Carol Danvers/Captain Marvel uses public transportation.

Writer’s note: Much like with the all-female reboot of Ghostbusters, Captain Marvel has found pushback from the darkest, redest corners of the Internet. I wouldn’t normally be troubled by trolls or James Woods (I know, same thing), but some may bunch together less-than-glowing reviews with the rambles of individuals that feel threatened by Brie Larson’s activism or the idea of a feminist superhero. My critique is focused on the film exclusively and external considerations have no weight in my analysis.

Captain Marvel has a tall order to fill: It must bridge the cataclysmic events of Avengers: Infinity War with Avengers: Endgame and has to establish a hero not only capable of going head-to-head with Thanos, but also lead the super-team into a post Iron-Man era.

I’m here to tell you the film does complete the task, but doesn’t excel at it. Captain Marvel is a functional popcorn flick without much of an identity outside being proudly feminist. It’s surprisingly drab-looking for a Marvel Studios movie and the action sequences are perfunctory at best. The performances –not the plot– carry the film, a rarity for this universe.

We first encounter the hero of the piece, Vers (Brie Larson), fighting alongside the Kree against the Skrulls, presumed terrorists that are also shapeshifters. Her team of super-soldiers is led by Yon-Rogg (Jude Law), a charismatic veteran who struggles to keep his star pupil under control. Vers has no memory of her past, outside snippets of what seems to be a life on Earth.

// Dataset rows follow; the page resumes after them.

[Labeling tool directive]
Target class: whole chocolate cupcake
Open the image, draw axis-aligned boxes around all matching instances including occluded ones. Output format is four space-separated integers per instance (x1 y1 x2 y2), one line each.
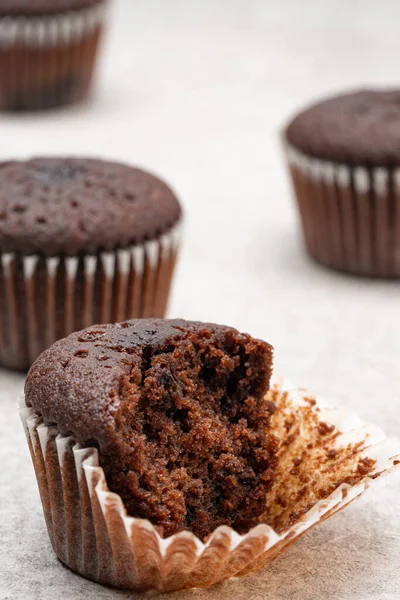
0 0 108 111
22 318 277 588
0 158 182 370
285 89 400 277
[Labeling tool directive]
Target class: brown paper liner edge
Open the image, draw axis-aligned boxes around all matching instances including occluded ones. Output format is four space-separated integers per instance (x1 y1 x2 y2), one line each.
285 143 400 277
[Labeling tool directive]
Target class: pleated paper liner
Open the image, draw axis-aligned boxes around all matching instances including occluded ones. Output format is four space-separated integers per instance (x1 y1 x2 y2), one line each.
0 221 181 370
286 143 400 277
19 375 400 593
0 1 108 110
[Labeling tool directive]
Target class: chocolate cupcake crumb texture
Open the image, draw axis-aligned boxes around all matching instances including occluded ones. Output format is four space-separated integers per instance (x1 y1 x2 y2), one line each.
0 0 102 17
286 89 400 166
0 158 182 255
25 319 277 539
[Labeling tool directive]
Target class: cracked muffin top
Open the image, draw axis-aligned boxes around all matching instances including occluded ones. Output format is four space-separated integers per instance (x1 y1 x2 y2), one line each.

The hero’s encounter with the Skrulls shakes up her old noggin and sends Vers back to Earth, where she establishes a quick alliance with a young Nick Fury (digitally de-aged Samuel L. Jackson). In her efforts to figure out what the extremists are up to, Vers finds some clues about her origins, including her terrestrial name: Carol Danvers.

There is a fair amount of information I rather not spoil. I shall mention though that Captain Marvel trades on two fairly recognizable plot threads: One person’s terrorists are someone else’s freedom fighters and the comfort of accepted knowledge often hides unpleasant truths. There is a lot of sci-fi in the film. Not hard sci-fi, just a lot of it.

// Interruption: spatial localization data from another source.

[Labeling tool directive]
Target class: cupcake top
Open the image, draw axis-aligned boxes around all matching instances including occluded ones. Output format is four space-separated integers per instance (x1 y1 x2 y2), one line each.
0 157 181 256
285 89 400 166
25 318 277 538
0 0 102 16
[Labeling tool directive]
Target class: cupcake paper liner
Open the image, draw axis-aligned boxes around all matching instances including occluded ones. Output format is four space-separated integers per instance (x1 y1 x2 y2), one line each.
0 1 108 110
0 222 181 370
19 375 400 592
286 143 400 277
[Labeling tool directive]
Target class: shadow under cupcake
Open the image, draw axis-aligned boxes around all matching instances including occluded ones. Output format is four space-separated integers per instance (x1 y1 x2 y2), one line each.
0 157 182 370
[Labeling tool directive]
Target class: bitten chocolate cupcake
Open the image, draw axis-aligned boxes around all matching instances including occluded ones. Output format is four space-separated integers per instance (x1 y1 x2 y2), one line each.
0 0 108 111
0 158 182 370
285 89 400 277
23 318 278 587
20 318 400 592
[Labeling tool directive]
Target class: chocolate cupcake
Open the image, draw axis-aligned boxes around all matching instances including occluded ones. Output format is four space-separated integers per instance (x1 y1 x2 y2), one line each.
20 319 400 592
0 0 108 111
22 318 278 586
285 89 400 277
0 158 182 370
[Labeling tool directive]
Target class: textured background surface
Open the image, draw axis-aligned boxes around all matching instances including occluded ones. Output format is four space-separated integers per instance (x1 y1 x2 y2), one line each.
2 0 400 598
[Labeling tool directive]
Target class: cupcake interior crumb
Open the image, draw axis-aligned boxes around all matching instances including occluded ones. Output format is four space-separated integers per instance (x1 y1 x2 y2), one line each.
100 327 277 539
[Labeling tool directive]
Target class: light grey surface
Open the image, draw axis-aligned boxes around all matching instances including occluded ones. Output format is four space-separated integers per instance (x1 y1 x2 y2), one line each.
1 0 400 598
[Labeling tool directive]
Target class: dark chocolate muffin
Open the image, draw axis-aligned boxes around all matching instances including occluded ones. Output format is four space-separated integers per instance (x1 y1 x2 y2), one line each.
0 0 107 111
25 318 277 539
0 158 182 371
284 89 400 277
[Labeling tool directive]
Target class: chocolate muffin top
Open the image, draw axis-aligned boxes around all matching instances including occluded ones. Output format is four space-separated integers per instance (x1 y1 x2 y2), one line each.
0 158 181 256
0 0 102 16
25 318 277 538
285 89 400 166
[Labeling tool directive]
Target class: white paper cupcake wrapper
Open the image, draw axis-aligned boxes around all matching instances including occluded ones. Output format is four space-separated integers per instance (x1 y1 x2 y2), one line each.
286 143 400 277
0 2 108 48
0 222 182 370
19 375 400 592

While noticeable out of their element, indie stalwarts Anna Boden and Ryan Fleck (It’s Kind of a Funny Story, Half Nelson) recognize the easy rapport between Brie Larson and Samuel L. Jackson is their best asset (they regularly end up front and center). Jackson’s digital rejuvenation is remarkable. One wishes the same care would have been put on Clark Gregg’s Agent Coulson: Dyed eyebrows just don’t cut it.

Another coup is Ben Mendelsohn, with whom Boden and Fleck worked with in the criminally underseen Mississippi Grind. Mendelsohn starts the film as yet another menacing authority figure (as in Rogue One, Robin Hood, Ready Player One…), but loosens up along the way and becomes delightful.

Character-wise, Carol Danvers/Captain Marvel is basically a collection of noble and antisocial traits that applies to half the Avengers. While Brie Larson owns the role, it lacks some color, some idiosyncrasies that would make the character unique, outside her electric fists. Something like Nick Fury’s cat-crazy side.

I’m aware asking for subtlety to a superhero movie is an oxymoron, yet the hackneyed way Captain Marvel forces 90’s sounds and sights is a notch off-putting. Like Gwen Stefani belting “Just a Girl” as Carol/Vers wipes the floor with her enemies. We get it, she is powerful, she is angry, No Doubt is huge.

It pains me to do this, but two-and-a-half planets for you, Captain Marvel. We need you to be better (yes, I realize I’m addressing a fictitious character).

Captain Marvel opens Friday the 8th, everywhere.